Zeytinlikleri madencilik faaliyetlerine açan 7554 sayılı kanunun yürürlüğünü durdurma ve iptali istemiyle Anayasa Mahkemesi’nde (AYM) dava açıldı. Başvuruya destek için farklı illerden gelen çevre savunucuları ile dernekler, AYM önünde, “Sonuna kadar mücadele edeceğiz. AKP elini toprağımızdan çek” dedi.

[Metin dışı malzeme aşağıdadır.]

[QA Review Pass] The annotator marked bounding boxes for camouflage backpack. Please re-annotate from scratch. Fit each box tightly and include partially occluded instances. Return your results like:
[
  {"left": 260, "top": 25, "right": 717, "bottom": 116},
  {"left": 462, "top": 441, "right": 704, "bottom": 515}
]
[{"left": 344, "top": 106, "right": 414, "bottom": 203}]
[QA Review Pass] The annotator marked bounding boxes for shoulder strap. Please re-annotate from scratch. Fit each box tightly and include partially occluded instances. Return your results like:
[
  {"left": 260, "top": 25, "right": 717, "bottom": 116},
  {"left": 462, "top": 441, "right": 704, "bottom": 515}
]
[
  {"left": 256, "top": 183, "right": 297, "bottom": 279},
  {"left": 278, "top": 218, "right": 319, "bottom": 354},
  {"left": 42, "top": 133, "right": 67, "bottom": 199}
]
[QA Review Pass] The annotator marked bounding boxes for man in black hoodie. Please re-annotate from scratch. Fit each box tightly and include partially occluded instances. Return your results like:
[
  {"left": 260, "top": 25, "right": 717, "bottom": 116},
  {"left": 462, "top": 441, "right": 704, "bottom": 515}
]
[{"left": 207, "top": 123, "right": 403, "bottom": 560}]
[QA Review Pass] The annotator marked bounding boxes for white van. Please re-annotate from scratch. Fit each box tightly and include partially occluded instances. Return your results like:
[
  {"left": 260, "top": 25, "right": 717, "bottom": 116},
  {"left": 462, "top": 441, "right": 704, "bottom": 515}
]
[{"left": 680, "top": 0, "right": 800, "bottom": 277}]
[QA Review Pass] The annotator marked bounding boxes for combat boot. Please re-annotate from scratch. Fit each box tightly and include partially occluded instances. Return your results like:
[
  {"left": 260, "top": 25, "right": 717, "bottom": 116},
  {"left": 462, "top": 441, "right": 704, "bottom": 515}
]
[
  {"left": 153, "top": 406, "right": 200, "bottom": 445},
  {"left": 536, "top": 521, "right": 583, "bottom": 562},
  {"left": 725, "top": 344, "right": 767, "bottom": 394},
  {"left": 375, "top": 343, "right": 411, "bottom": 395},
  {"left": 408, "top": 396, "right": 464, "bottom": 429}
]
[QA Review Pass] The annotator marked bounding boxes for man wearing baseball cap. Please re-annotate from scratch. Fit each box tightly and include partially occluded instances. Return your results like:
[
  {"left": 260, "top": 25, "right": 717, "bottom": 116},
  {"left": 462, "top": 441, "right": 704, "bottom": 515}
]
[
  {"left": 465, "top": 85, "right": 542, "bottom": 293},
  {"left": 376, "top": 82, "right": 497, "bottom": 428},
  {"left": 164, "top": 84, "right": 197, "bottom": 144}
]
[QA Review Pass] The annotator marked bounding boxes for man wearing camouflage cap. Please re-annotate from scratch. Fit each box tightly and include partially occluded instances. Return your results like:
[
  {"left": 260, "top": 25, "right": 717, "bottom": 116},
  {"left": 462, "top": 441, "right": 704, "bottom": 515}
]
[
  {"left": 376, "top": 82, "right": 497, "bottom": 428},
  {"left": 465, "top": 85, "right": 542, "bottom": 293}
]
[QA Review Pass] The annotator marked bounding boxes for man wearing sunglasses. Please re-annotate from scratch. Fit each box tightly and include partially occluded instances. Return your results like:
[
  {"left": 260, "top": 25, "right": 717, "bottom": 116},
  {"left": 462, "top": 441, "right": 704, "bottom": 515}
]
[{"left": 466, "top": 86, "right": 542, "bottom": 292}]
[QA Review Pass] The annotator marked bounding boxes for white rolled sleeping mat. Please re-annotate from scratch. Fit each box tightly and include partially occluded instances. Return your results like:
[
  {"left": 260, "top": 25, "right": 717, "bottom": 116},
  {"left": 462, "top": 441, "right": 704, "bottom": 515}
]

Eskişehir’den gelen ve Doğa ve Yaşam Platformu’ndan Ebru Oktay, “Maden çöplüğüne dönüştürmeye çalışan ülkemiz tıpkı İkizköylüler gibi, tıpkı Samandağ’da kendi tapulu arazilerini çadır kurarak savunmaya çalışan yurttaşlarımız gibi biz de Eskişehir’de ve Türkiye’nin hiçbir yerinde bir karış toprağımızı, bir ağacımızı bu yağmacı düzene vermeyeceğiz. Sonuna kadar mücadele edeceğiz. AKP elini toprağımızdan çek” dedi.
“Reşit Kibar’ın mücadelesini getirdik”
Ali Şükrü Kibar da “Artvin dağlarından ses getirdik, selam getirdik. Reşit Kibar’ın sesini, mücadelesini getirdik. Reşit Kibar’ın dediği gibi ‘Hiç kimseye bir ağaç dahi vermeye niyetimiz yok.’ Bu yasayı asla kabul etmeyiz. Bugün de burada bu yasaya karşı birliğimizi göstermek için buradayız” diye konuştu.
Çorum Sungurlu Karakaya Köyü’nden Servet Demirkaya da, “Karakaya Köyü’ne taşocağı yapılmak isteniyor. Köyümüzün 30 metre yakınında köyümüze zarar verecek, habitatı bozacak, köyümüzün altyapısı, suları kaçacak, evleri yıkılacak. Hatta hatta insanlar ölecek. Bu ÇED raporunu veren insanlarda ne vicdan ne merhamet var. Sadece cüzdan var” diye tepki gösterdi.
Ordu Çevre Derneği Başkanı Ertuğrul Gönül ise şöyle konuştu: “Biz bu yasaların olması bu ülkenin toprağına, suyuna, havasına, her şeyine ihanet diye görüyoruz. Ve umuyoruz ki değişecektir.”
Gerede Çayı Temiz Aksın Platformu (GEÇTAP) Koordinatörü Mehmet Emin Aslan da şunları söyledi: “nayasa Mahkemesi’nin bu konuda gerçeği görüp ülkenin taşını, toprağını koruyan insanlarla birlikte olduğunu, hukuku işleteceğine inanıyoruz.”
Tekirdağ Kent Konseyi Yürütme Kurulu’ndan Özgür Aksun da şunları ifade etti: “Biz Trakya coğrafyasındaki Saroz’dan, Kazdağları’ndan, Sırınca Ormanları’na, Ganos Dağı’nın bütün tahribatlar için buradayız. Tarım alanlarımız, topraklarımız, ayçiçeklerimiz, buğday tarlalarımız şu anda neredeyse bu yasayla birlikte yok olmak üzere.”
“Maden yasası iptal edilsin”
Yatağan Çevre ve Kültür Derneği’nden Muammer Bahçeli de “Yasanın iptali için açılacak olan davayı destekliyoruz. Yatağan 43 yıldır zaten Termik Santral’ın eseri altında. Bu şirket doğa düşmanı olduğu kadar tarih düşmanı da. Biz burada mücadelemizi sürdürüyoruz” dedi.
Karınca Kararınca Derneği’nden Aslı Kahraman Eren de şöyle konuştu: “Burada tüm bu ülkenin köy üreticilerine, toprak emekçilerine de seslenelim. Lütfen çiftçi kardeşim, toprak emekçim, gel ses ol yaşadığın coğrafyaya. Hep birlikte mücadele edelim.”
Ayrıca Emek Partisi (EMEP) İstanbul Milletvekili İskender Bayhan da Anayasa Mahkemesi önünde yaptığı açıklamada ‘Süper Talan Yasası’ olarak adlandırılan düzenlemenin iptal edilmesi gerektiğini belirtti. Bayhan, enerji ve maden politikalarının “yabancı tekellere ve sermayeye hizmet ettiğini” söyledi.